История одной зечки и других з/к, з/к, а также некоторых вольняшек
Шрифт:
— Не станет открывать, не положено нам железные банки, — засомневалась Носатая.
— Давай зови! Перельет в кружку, — горячилась Мэри и забарабанила ногой по решетке. В соседних купе-клетках тоже завозились, загорланили: «Дежурный, эй, конвой!»
— Будет спать, зеки разбежались!
По коридору, громко топая сапогами, примчался надзиратель.
— Что еще за крики? А ну, смолкните! В чем дело?
— Гражданин начальник, ребеночек у нас с голоду помирает, — жалобно, словно не она только что вопила, как одержимая, проговорила Мэри. —
— А я что? У меня таких приспособлениев нет! — развел руками конвоир.
— Вы банку со сгущенкой нам откройте, а мы его сами покормим.
— Жестянку? Не положено!
— А вы ее в кружку перелейте да кипяточку добавьте, чтоб не слишком сладко, да тепленькое было.
— Не положено! — мотнул головой вертухай, но все же дверь открыл и взял банку.
Из клеток послышались оживленные голоса.
— Сейчас принесет, погоди, натрескаешься, будешь толстенький, скорее лопнешь! — пошутила Мэри и дотянулась до низу рукой потрогать пальцем крохотный носик на красном, сморщенном личике.
— Ишь, надрывается, и откуда сила берется.
— Сама дивлюсь, другий день крохи не ив, — с отчаянием покачав головой, прошептала мать.

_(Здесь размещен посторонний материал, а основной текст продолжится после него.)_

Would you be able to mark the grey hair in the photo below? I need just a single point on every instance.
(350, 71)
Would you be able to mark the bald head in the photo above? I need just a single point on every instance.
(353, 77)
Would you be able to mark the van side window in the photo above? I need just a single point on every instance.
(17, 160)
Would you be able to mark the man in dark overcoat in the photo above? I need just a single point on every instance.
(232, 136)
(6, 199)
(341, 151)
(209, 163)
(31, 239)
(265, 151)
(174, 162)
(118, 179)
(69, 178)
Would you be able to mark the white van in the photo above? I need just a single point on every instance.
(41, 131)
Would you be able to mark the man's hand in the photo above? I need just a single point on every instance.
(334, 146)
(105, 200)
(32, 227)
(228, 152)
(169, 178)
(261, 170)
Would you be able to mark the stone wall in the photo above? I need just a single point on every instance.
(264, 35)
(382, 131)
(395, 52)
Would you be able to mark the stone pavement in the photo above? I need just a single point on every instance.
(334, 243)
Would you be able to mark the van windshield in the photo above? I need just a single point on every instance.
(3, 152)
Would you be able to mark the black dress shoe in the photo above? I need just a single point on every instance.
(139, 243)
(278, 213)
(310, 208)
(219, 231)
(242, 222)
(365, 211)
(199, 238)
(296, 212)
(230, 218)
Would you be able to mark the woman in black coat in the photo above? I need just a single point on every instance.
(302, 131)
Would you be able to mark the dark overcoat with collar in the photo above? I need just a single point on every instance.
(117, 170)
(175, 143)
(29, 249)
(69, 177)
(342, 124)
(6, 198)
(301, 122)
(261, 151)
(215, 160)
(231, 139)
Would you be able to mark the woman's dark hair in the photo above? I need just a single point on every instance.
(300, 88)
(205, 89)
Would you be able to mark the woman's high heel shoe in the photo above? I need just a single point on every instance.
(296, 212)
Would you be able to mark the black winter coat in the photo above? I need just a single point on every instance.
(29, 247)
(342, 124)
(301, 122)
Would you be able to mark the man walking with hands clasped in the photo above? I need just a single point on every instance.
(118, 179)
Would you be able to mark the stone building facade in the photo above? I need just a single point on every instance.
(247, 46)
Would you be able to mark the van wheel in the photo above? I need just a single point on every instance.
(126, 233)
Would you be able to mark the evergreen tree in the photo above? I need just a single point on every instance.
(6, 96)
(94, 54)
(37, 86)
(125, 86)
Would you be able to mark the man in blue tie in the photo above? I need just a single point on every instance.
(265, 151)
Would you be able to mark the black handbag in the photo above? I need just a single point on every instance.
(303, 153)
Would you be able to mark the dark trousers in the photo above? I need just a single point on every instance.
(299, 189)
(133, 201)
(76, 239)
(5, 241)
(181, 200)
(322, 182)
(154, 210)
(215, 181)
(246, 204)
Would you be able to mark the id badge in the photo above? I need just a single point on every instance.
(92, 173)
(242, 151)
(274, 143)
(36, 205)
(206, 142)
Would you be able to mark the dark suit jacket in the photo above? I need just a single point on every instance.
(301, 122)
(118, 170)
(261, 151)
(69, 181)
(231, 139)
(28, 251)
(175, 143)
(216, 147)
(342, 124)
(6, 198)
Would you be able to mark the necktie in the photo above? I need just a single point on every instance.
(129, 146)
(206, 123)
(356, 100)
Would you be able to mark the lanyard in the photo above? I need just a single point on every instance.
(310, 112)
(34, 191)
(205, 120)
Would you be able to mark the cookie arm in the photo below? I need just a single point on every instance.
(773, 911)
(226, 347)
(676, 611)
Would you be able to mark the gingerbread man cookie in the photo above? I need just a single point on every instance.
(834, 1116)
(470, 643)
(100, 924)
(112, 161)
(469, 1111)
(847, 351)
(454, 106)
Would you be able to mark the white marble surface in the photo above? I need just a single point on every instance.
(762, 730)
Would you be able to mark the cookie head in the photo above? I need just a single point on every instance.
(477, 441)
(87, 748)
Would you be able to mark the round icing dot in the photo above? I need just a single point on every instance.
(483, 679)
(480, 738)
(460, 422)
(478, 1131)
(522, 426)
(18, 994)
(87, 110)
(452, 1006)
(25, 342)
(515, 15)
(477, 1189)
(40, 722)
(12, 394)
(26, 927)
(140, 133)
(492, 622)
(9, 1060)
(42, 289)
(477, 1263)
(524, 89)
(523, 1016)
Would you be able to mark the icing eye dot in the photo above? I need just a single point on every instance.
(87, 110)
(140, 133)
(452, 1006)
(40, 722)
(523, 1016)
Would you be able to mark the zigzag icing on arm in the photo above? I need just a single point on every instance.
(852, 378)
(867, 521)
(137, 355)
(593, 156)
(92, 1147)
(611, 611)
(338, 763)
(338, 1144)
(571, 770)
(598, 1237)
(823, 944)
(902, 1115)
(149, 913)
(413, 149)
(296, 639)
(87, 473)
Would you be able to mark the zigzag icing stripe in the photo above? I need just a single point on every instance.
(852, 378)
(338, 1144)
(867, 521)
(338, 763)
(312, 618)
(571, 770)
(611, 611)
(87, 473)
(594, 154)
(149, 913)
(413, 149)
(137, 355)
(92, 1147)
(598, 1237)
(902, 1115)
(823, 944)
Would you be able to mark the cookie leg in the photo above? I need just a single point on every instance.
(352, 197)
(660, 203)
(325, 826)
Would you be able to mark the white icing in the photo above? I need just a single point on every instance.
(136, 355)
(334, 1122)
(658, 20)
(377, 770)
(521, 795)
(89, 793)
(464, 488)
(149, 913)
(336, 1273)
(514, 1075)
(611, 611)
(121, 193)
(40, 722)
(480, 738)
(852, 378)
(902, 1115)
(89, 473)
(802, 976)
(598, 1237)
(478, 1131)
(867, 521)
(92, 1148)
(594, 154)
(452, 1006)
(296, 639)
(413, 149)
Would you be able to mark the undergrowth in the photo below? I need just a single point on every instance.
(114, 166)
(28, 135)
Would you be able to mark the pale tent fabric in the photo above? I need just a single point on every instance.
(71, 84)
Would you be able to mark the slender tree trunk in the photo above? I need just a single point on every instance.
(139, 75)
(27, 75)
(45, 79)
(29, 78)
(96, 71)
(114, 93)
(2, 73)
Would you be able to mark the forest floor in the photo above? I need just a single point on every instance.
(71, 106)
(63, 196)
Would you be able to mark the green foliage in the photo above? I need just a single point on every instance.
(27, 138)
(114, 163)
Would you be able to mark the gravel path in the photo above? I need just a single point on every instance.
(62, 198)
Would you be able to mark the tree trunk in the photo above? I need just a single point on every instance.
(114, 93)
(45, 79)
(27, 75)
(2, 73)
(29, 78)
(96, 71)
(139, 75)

Минут через десяток вернулся конвоир с алюминиевой кружкой, от которой валил пар.
Мэри с ловкостью обезьяны соскочила вниз и схватила кружку.
— О! Горячее! — обжигая пальцы, воскликнула она. — Спасибо, гражданин начальник!
— Спасибо! — нестройным хором раздалось из клеток по коридору.
— Надо попробовать, не горячее ли, руку жжет. — сказала Мэри и отхлебнула глоток. Радостное выражение ее лица вдруг сменилось недоумением. Она сделала еще глоток, и лицо ее исказилось гневом.
— Что это? — закричала она на весь вагон. — Это вовсе не молоко, — попробуй! — протянула она кружку Наде.
— Горячая вода, забеленая молоком, как после мытья молочного бидона, — объявила во всеуслышание Надя.
Больше проверки не требовалось. Никто не сомневался, что конвой поступил именно так.
— Эх гад! Вот гад! Слышите все? У голодного ребенка молоко схавал!
Какие только не посыпались проклятья в его адрес! Весь гнев, всю злобу и затаенную обиду на охрану, вынашиваемую скрыто, в душе, выплеснули в ярости зечки.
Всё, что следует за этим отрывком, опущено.